For this reason, Green Button has a fairly detailed scope description language that allows for the third party, data custodian, and retail customer to discover the compatible data service that works for all three. This “scope negotiation” is outside the OAuth protocol and occurs prior to the operation of the OAuth process. It’s aim is to arrive at the acceptable scope string the third party can use to execute the authorization.

During scope negotiation, similar to the OAuth method of browser redirects, the retail customer visits both sites (the process can start at either data custodian or third party). During this process, the customer identifies himself to the respective parties, and those parties identify themselves to one other. The customer, properly authenticated at the data custodian stop, can identify the data available for him to share and select what to offer the third party. Note that both the data custodian or the retail customer may vary the availability of data based on any mutually-agreed basis, which may include what might be shared with a specific third party. The third party can determine if the data allows its service to be successfully provided (that is: “Do I have permission? Great!”), whereupon it can begin the OAuth authorization service.

The resulting scope or scopes are shared with the third party. These are shared as one or more query parameters, each of which identifies a scope the data custodian and retail customer is willing to share with the third party.

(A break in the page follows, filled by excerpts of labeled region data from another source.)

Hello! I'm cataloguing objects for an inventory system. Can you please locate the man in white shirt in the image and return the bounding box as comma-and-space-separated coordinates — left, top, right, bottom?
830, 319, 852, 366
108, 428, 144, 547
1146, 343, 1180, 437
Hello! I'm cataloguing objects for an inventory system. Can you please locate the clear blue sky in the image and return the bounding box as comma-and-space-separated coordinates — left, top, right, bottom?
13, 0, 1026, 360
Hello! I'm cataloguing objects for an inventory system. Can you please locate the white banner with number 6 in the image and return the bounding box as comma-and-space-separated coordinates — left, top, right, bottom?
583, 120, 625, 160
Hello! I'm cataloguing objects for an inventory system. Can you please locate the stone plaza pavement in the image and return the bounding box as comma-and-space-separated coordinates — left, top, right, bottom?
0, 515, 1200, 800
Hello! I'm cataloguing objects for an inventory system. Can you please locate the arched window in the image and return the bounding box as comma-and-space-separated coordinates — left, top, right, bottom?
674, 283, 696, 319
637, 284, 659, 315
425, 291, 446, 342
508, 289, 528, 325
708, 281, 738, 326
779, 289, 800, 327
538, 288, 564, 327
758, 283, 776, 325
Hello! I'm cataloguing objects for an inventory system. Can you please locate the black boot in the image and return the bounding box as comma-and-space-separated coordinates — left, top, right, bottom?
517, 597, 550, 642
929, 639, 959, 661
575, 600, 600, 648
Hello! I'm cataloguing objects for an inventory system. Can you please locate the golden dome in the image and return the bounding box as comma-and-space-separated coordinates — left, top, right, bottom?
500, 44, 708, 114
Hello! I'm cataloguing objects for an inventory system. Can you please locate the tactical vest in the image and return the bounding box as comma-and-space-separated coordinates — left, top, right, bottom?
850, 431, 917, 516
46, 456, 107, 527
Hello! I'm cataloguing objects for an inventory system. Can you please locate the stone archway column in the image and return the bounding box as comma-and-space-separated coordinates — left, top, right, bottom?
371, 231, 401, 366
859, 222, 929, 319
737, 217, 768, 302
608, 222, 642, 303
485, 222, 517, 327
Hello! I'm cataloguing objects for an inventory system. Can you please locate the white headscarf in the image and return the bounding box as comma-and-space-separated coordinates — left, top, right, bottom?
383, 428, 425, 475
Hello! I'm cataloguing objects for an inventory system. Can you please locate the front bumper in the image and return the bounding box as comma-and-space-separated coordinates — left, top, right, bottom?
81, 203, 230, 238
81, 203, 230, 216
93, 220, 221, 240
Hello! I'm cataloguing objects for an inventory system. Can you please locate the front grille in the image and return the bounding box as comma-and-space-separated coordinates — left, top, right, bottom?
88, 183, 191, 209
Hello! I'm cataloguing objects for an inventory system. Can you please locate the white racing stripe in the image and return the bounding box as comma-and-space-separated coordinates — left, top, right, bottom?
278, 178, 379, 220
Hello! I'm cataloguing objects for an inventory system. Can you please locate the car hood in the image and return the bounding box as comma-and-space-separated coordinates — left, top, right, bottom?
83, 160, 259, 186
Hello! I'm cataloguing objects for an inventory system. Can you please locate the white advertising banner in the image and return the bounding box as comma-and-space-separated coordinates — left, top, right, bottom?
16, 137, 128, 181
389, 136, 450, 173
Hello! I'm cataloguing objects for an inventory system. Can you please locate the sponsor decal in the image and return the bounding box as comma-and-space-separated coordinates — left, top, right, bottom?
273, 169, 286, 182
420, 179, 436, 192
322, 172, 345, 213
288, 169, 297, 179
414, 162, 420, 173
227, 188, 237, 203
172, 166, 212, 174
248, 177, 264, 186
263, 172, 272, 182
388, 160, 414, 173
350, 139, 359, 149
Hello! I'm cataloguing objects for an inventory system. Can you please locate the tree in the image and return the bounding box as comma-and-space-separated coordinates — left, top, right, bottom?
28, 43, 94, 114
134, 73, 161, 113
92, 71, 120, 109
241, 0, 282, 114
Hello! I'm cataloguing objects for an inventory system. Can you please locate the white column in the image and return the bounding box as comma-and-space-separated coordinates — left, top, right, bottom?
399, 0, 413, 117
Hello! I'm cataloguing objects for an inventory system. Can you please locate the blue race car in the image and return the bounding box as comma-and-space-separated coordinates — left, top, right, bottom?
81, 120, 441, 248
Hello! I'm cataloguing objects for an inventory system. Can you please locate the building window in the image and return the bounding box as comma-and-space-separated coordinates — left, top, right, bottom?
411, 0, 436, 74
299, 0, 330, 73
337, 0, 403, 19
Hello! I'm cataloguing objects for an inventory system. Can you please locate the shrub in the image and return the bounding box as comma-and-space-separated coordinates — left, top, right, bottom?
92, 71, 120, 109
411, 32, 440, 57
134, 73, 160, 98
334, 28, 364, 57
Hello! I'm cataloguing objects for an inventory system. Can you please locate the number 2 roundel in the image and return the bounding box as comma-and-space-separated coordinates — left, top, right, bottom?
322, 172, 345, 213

For example, let’s assume third party that provides energy management services for a residential customer. This third party requires access to electricity and gas data. Optimally the data includes an hourly resolution for electricity and monthly resolution for gas in order for their software to provide the best strategy for energy efficiency and cost savings. Further, assume the customer has Municipal Gas and Electric (MG&E, a fictitious name) as his utility company. When the retail customer is sent to the data custodian, MG&E, from the third party website, the user is provided with the ability to authenticate himself as a MG&E customer and accept sharing with the third party. MG&E is willing to provide, for this specific customer for whom they actually provide gas and electric service, any of the following:

Monthly gas usage data
Hourly electric usage data
Monthly electric usage data
Hourly electric and monthly gas data

Once the customer sends the browser on its way back to the third party, these alternatives are conveyed. The third party recognizes that only one of these scopes will be optimal for its services and thus uses the “Hourly electric and monthly gas data” scope in the OAuth 2.0 authorization sequence. In the example described, the retail customer did not need to be burdened with details or dialogs to determine the appropriate scope. Yet, the third party and data custodian can negotiate behind the scenes (aka redirects) to find the suitable scope for this specific customer.